In a new study published in Nature Communications, Leiser, first authors Hillary Miller, Ph.D., and Shijiao Huang, Ph.D., and their team build on that research to figure out why this is the case and whether the phenomenon could be blocked with a drug.
In the roundworm C. elegans, lifespan extension in response to environmental stressors such as dietary restriction involves the activation of a gene called fmo-2. The team used the transparent nature of C. elegans to be able to see, in real time, the levels of FMO proteins.
When worms were limited in the amount of food they could eat, the FMO protein, which was highlighted using a fluorescent marker, lit up “like a Christmas tree…it was bright red,” noted Leiser. However, when the worms were exposed to food smells, there was considerably less activation of FMO, leading to a loss of life extension.
One of the main issues of dietary restriction as a potential approach for life extension in people is how difficult it is. But, said Leiser, “what if you could give yourself a drug that confused your body into thinking you were restricting your diet?”

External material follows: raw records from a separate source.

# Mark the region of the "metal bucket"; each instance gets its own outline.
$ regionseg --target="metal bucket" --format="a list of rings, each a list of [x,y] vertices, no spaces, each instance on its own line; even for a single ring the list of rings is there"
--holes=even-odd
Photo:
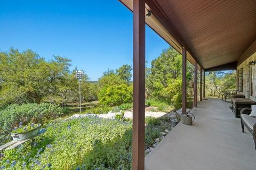
[[[11,134],[11,136],[12,137],[12,139],[15,141],[25,140],[37,135],[39,132],[39,130],[41,127],[41,125],[39,125],[36,128],[31,129],[28,131],[26,131],[20,133]]]
[[[176,118],[172,119],[171,121],[171,126],[172,128],[174,128],[177,125],[178,123],[179,122]]]

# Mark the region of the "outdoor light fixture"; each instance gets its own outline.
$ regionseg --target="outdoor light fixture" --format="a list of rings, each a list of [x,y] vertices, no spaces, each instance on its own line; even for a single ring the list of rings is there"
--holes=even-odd
[[[152,14],[152,11],[149,11],[148,12],[148,13],[147,14],[147,15],[146,15],[146,16],[147,16],[147,18],[149,18],[149,16],[151,16],[151,14]]]
[[[84,78],[84,72],[83,71],[76,71],[76,78],[78,79],[79,84],[79,104],[80,106],[80,113],[81,113],[81,84]]]
[[[254,65],[255,63],[256,63],[256,61],[253,60],[253,61],[252,61],[250,62],[247,64],[247,66],[252,66],[252,65]]]

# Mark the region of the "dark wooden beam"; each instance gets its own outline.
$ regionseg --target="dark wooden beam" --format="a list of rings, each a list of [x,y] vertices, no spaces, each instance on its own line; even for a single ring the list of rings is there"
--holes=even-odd
[[[197,63],[195,63],[195,77],[194,82],[194,107],[197,107]]]
[[[187,112],[187,50],[182,48],[182,113]]]
[[[205,98],[205,70],[204,70],[204,91],[203,93],[203,97]]]
[[[237,66],[243,63],[245,60],[250,57],[256,52],[256,40],[255,40],[248,48],[244,52],[242,56],[237,60]]]
[[[185,47],[186,50],[189,53],[192,57],[197,62],[201,67],[203,67],[200,61],[196,57],[194,53],[191,50],[187,43],[181,36],[178,30],[175,28],[171,20],[167,16],[165,12],[156,0],[145,0],[147,5],[149,6],[152,12],[157,20],[165,27],[170,33],[179,42],[179,44]]]
[[[133,0],[132,169],[144,169],[145,140],[145,1]]]
[[[202,97],[202,84],[203,84],[203,69],[200,69],[200,101],[203,101],[203,97]]]
[[[205,69],[206,72],[216,71],[224,71],[224,70],[236,70],[236,62],[218,65],[215,67],[208,68]]]

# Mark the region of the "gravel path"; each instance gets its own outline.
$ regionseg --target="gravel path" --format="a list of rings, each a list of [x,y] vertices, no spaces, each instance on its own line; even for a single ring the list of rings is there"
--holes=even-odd
[[[86,117],[87,116],[96,116],[99,117],[102,117],[103,118],[114,118],[116,114],[120,114],[120,112],[115,112],[115,113],[109,112],[107,114],[75,114],[67,118],[66,120],[77,118],[77,117]],[[156,118],[163,116],[166,114],[166,113],[165,112],[145,112],[146,117],[151,116]],[[124,117],[132,119],[132,112],[130,111],[124,112]]]

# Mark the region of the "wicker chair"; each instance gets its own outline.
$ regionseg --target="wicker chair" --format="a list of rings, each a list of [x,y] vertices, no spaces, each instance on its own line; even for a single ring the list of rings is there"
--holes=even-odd
[[[256,117],[250,117],[249,115],[251,111],[251,108],[245,107],[242,109],[240,112],[242,131],[244,133],[244,125],[245,125],[250,133],[252,134],[256,150]]]

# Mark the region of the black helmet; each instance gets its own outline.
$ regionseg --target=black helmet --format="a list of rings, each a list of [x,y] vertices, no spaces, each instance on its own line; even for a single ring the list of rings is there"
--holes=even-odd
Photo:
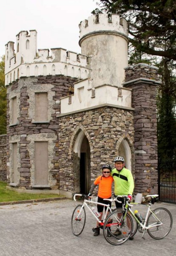
[[[111,166],[109,165],[109,164],[103,165],[103,166],[102,166],[102,171],[103,170],[103,169],[109,169],[109,170],[110,171],[110,172],[111,172],[111,170],[112,170],[112,168],[111,168]]]
[[[114,161],[114,163],[116,163],[116,162],[122,162],[123,163],[125,162],[124,159],[122,157],[115,157]]]

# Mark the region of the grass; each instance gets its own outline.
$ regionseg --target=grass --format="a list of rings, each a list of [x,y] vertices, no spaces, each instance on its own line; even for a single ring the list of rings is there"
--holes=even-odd
[[[0,181],[0,202],[11,202],[21,201],[30,199],[38,199],[59,197],[59,195],[55,194],[27,194],[19,193],[16,191],[7,189],[7,184],[6,182]]]

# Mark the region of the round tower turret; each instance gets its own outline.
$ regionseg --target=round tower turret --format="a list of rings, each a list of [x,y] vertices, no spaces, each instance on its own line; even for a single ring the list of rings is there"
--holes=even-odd
[[[126,20],[116,14],[100,14],[82,21],[79,27],[82,53],[92,57],[93,86],[122,86],[128,66]]]

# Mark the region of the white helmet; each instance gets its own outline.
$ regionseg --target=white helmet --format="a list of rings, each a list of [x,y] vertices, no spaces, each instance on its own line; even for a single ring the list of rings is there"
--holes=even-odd
[[[122,157],[116,157],[114,158],[114,163],[116,163],[116,162],[122,162],[122,163],[124,163],[125,160]]]

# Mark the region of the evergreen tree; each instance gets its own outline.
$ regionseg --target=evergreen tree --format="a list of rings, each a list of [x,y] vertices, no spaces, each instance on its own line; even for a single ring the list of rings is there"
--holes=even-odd
[[[176,3],[173,0],[99,0],[99,9],[116,13],[128,22],[129,61],[159,67],[162,83],[158,88],[158,156],[176,160]],[[156,57],[156,56],[159,56]]]
[[[130,42],[137,50],[176,60],[175,1],[99,0],[99,9],[96,9],[92,13],[116,13],[125,18],[129,24]]]

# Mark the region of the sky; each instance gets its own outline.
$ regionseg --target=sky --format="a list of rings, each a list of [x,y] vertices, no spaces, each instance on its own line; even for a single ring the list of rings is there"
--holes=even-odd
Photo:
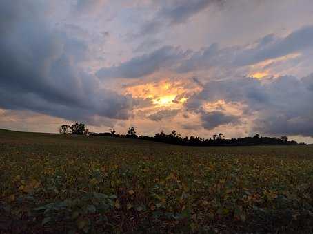
[[[1,0],[0,128],[313,142],[312,0]]]

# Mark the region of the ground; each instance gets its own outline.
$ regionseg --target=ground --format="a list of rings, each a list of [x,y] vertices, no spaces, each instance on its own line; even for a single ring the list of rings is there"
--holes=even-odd
[[[0,130],[0,233],[312,233],[313,147]]]

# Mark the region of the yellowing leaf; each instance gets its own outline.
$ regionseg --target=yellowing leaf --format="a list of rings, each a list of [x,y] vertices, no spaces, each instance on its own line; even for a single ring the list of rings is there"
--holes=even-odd
[[[130,195],[133,195],[134,194],[134,190],[130,189],[130,191],[128,191],[128,194]]]

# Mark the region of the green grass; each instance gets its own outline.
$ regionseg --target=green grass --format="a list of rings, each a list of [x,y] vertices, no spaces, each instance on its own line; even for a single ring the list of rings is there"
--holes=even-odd
[[[0,130],[0,233],[312,233],[313,147]]]

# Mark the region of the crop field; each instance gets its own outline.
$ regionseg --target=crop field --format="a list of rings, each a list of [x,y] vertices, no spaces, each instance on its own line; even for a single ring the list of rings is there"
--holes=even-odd
[[[313,147],[0,130],[0,233],[313,233]]]

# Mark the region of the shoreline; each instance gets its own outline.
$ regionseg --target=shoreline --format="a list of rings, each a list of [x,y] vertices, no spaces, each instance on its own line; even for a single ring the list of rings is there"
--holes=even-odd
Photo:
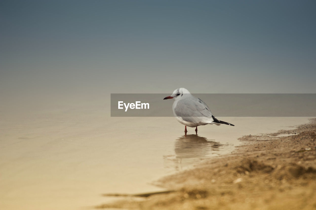
[[[315,209],[316,119],[294,127],[239,138],[243,143],[231,154],[160,179],[155,184],[163,193],[130,195],[95,208]]]

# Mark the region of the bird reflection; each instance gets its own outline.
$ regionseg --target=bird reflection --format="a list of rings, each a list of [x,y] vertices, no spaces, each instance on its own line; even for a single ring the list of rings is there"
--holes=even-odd
[[[175,155],[164,156],[165,165],[167,167],[173,165],[176,170],[184,169],[206,157],[216,155],[220,150],[229,145],[196,134],[184,135],[175,141]]]

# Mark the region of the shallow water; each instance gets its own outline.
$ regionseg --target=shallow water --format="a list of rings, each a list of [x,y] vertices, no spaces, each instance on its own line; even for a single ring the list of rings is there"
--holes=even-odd
[[[1,118],[0,208],[86,209],[103,193],[161,190],[150,183],[231,152],[243,135],[308,118],[218,118],[235,126],[188,128],[173,118],[111,118],[101,109],[48,110]]]

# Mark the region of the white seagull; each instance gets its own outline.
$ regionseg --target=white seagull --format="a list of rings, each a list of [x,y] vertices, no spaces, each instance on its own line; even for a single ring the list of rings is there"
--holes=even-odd
[[[222,124],[234,126],[228,122],[219,120],[214,116],[210,108],[205,103],[199,98],[191,95],[185,88],[178,88],[173,91],[172,95],[163,100],[172,98],[174,100],[172,106],[173,114],[179,122],[185,126],[185,132],[186,132],[186,126],[196,127],[195,132],[197,134],[198,126],[208,124],[220,125]]]

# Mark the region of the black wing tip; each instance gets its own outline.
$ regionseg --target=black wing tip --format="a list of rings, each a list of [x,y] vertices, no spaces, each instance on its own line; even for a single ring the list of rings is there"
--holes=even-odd
[[[212,115],[212,117],[213,118],[213,120],[214,120],[214,121],[216,123],[220,123],[221,124],[224,124],[225,125],[231,125],[232,126],[234,126],[235,125],[233,125],[232,124],[231,124],[230,123],[228,123],[228,122],[224,122],[224,121],[221,121],[221,120],[219,120],[216,118],[215,117]]]

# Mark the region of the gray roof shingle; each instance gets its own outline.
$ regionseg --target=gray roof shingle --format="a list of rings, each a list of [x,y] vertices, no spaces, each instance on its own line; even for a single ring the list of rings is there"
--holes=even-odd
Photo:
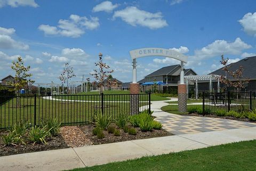
[[[242,66],[244,69],[243,72],[243,77],[244,78],[256,79],[256,56],[244,58],[228,66],[230,66],[229,70],[233,71],[235,71],[238,69],[239,66]],[[222,68],[223,67],[209,74],[225,76],[225,72],[222,70]],[[232,77],[230,77],[230,79],[231,80],[235,79]]]
[[[147,76],[145,76],[145,77],[154,77],[154,76],[162,76],[162,75],[165,75],[172,71],[173,69],[174,69],[176,67],[178,67],[179,66],[179,64],[175,64],[174,66],[167,66],[167,67],[163,67],[162,68],[160,68],[158,70],[157,70],[155,72],[153,72]]]

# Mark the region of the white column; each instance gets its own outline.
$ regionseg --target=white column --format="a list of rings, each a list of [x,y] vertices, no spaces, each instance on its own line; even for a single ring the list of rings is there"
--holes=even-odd
[[[180,84],[184,84],[184,62],[180,62],[181,71],[180,71]]]
[[[133,59],[132,62],[132,66],[133,67],[133,69],[132,70],[132,83],[137,83],[137,71],[136,69],[136,59]]]
[[[197,84],[197,79],[196,79],[196,99],[198,97],[198,85]]]

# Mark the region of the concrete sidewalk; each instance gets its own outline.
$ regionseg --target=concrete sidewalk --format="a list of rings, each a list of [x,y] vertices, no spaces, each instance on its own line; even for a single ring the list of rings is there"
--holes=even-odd
[[[256,139],[256,127],[0,157],[1,170],[63,170]]]

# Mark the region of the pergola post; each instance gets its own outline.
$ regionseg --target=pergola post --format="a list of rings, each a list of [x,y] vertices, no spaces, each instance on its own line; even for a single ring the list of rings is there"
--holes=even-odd
[[[220,93],[220,78],[218,77],[218,93]]]
[[[187,111],[187,85],[184,84],[184,62],[180,62],[180,81],[178,85],[178,108],[180,112]]]
[[[212,77],[210,77],[210,83],[209,83],[209,91],[210,92],[212,92]]]
[[[198,85],[197,84],[197,79],[196,79],[196,99],[198,98]]]

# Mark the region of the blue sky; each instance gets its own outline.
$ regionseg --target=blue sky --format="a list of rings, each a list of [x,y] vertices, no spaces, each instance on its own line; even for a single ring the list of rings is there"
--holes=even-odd
[[[98,60],[122,82],[132,80],[133,49],[172,48],[188,56],[186,68],[199,75],[256,55],[256,1],[205,0],[0,0],[0,78],[14,75],[21,55],[36,83],[60,83],[64,64],[90,77]],[[179,63],[164,57],[138,61],[138,80],[162,67]],[[91,78],[91,80],[93,79]]]

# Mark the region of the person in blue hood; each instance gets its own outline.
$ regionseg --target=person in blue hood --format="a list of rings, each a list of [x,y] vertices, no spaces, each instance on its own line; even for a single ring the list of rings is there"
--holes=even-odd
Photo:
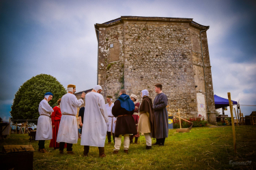
[[[124,135],[124,152],[128,154],[130,146],[130,135],[137,134],[134,119],[132,116],[135,106],[126,90],[120,90],[120,97],[112,107],[112,114],[117,118],[115,129],[114,154],[120,150],[122,136]]]

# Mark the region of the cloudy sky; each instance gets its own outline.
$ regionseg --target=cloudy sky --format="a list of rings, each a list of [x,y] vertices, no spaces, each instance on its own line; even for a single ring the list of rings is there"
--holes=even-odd
[[[254,1],[254,2],[253,2]],[[207,31],[214,94],[256,105],[255,1],[0,1],[0,117],[20,86],[51,74],[76,90],[96,84],[94,24],[121,16],[193,18]],[[249,115],[256,107],[242,107]],[[227,113],[228,114],[229,112]]]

Building on earlier research showing that neurotransmitters regulate longevity resulting from dietary restriction, the team screened compounds known to act on neurons.
They found three compounds that could prevent the reversal of fmo-2 induction in the presence of food: an antidepressant that blocks the neurotransmitter serotonin, and two antipsychotic drugs used to treat schizophrenia, both of which block the neurotransmitter dopamine.
“We know serotonin and dopamine are major players in the reward portion of the brain and tend to be involved in satiety and food response signals,” said Leiser. “The fact that the drugs we found were antagonizing this suggests you are blocking aspects of these pathways.” Ultimately, the drugs enabled the life extension effect of FMO, even in the presence of the smell of food.
These specific drugs are unlikely to be prescribed for this effect however, given their many potentially dangerous side effects. But they provide important clues about the fmo-2 activation pathway and its effect on life extension.